Zhao Xiaoyon riesce a fare un viaggio in Europa e in particolare ad Amsterdam, dove oltre a conoscere personalmente i suoi clienti e committenti, ha la possibilità di vedere dal vivo i veri quadri di Van Gogh. È qui che, forse per la prima volta, prende coscienza di quanto quella che si produce a Dafen non sia propriamente arte e di quanto questo mercato sfrutti dal punto di vista economico lui stesso e, soprattutto, i suoi e gli altri operai cinesi di questo settore.
Alla Ricerca di Van Gogh ci offre essenzialmente due piani di lettura.
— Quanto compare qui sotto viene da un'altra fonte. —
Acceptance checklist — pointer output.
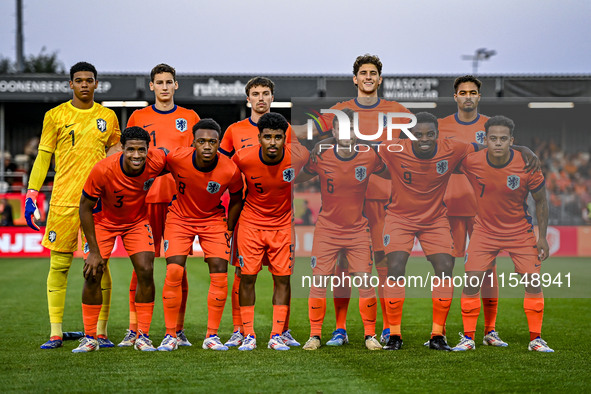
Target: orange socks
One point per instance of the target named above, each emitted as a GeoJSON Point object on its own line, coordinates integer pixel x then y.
{"type": "Point", "coordinates": [490, 300]}
{"type": "Point", "coordinates": [441, 296]}
{"type": "Point", "coordinates": [144, 316]}
{"type": "Point", "coordinates": [382, 276]}
{"type": "Point", "coordinates": [316, 310]}
{"type": "Point", "coordinates": [180, 323]}
{"type": "Point", "coordinates": [394, 299]}
{"type": "Point", "coordinates": [533, 304]}
{"type": "Point", "coordinates": [470, 312]}
{"type": "Point", "coordinates": [172, 297]}
{"type": "Point", "coordinates": [490, 306]}
{"type": "Point", "coordinates": [279, 316]}
{"type": "Point", "coordinates": [247, 313]}
{"type": "Point", "coordinates": [236, 318]}
{"type": "Point", "coordinates": [286, 325]}
{"type": "Point", "coordinates": [132, 314]}
{"type": "Point", "coordinates": [90, 318]}
{"type": "Point", "coordinates": [216, 300]}
{"type": "Point", "coordinates": [368, 310]}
Il primo è rappresentato dalla finestra che i registi aprono su un segmento della realtà socioeconomica cinese, ma anche sull’ipocrisia europea rispetto a quella che – in questo caso a buon titolo – si potrebbe definire “l’arte” del falso cinese: un fenomeno che a parole viene fatto bersaglio di critiche feroci ma da cui poi, nei fatti, gli stessi europei traggono vantaggi economici; una vera e propria industria della contraffazione cui si accompagna anche la questione delle drammatiche condizioni lavorative e salariali, e che impatta direttamente sulle esistenze delle nuove generazioni nella misura in cui ne assorbe prospettive e vite sin dalla più giovane età, allontanandole dalla scuola.
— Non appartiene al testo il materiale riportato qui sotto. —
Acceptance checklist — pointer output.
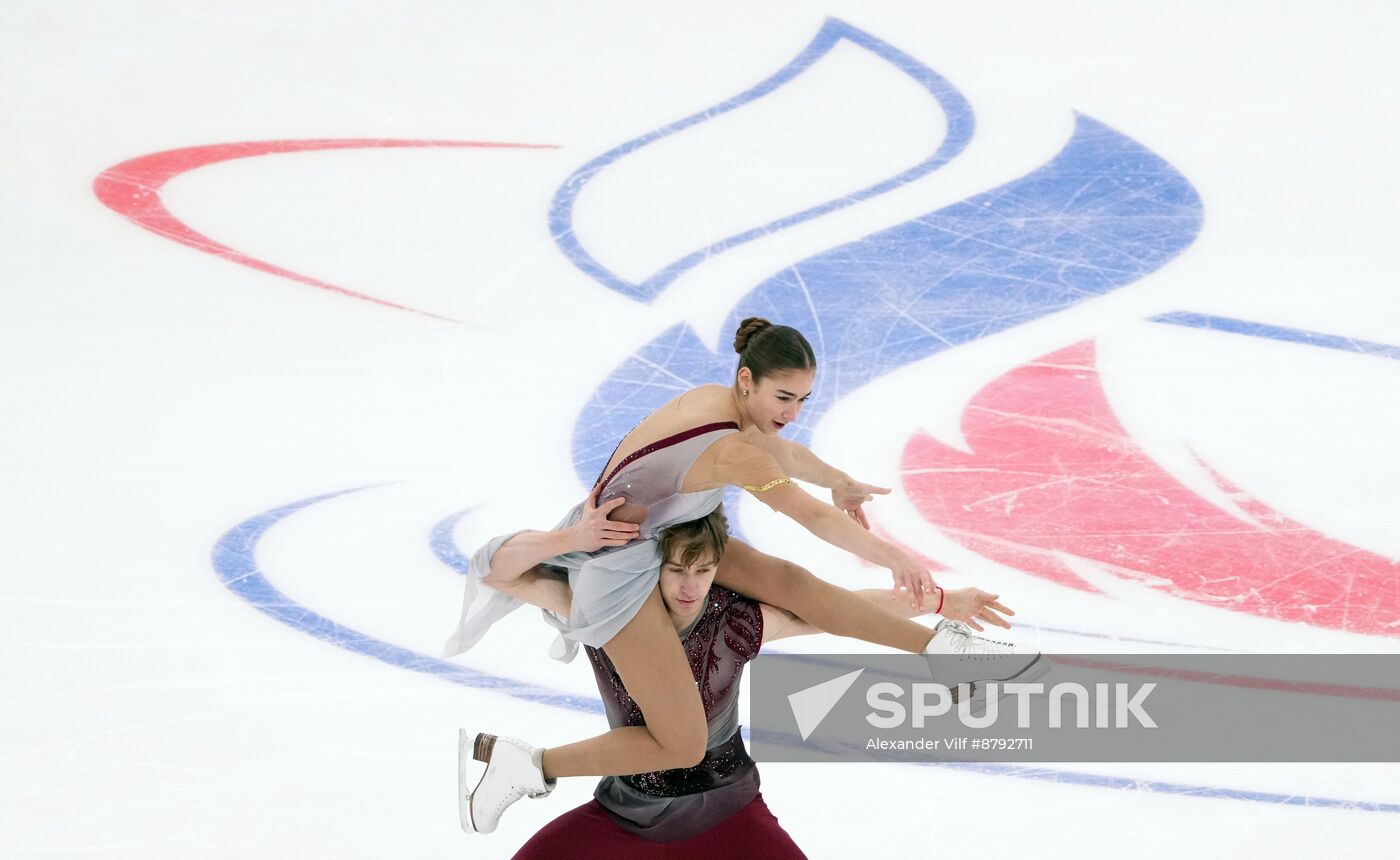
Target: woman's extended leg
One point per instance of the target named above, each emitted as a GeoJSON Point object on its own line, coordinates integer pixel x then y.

Il secondo piano di lettura offerto dal documentario è quello prettamente culturale e intimo, legato a tutti quegli Zhao Xiaoyon che, mossi da una sorta di “magnifica ossessione” verso Van Gogh, non hanno rinunciato alle proprie velleità artistiche pur essendo coscienti della propria condizione. Da qui la riflessione sull’arte che in qualche modo fa capolino nel film, prende lo spunto dalle sensibilità, dai desideri, dalle aspirazioni, dai progetti e dai sogni personali, fino a diventare un concetto assoluto quando, ammirando le opere originali, si ha la consapevolezza della propria povertà creativa e artistica. Ma sarà proprio da questa consapevolezza che, per la prima volta, Zhao Xiaoyon sentirà il bisogno di dipingere un quadro tutto suo. “Chissà – pensa – che fra cinquanta o cento anni non venga apprezzato da qualcuno”.
Dal punto di vista tecnico il film è bello, va detto con estrema chiarezza. È un film “sincero”, onesto, ben girato, scritto e montato benissimo. Una particolare nota di merito alla fotografia che lo rende ancora più attraente, nonostante l’argomento possa sembrare ostico. Gli stacchi tra una città che pulsa, rappresentata dallo sfrecciare della metropolitana, dal traffico e dai grattacieli-dormitorio, e la vita dentro i laboratori dei lavoratori è un tocco di grande cinema. Infine la visione collettiva del film Brama di vivere di Vincente Minnelli da parte di Zhao Xiaoyon, della sua famiglia e dei suoi collaboratori, è una chicca imperdibile.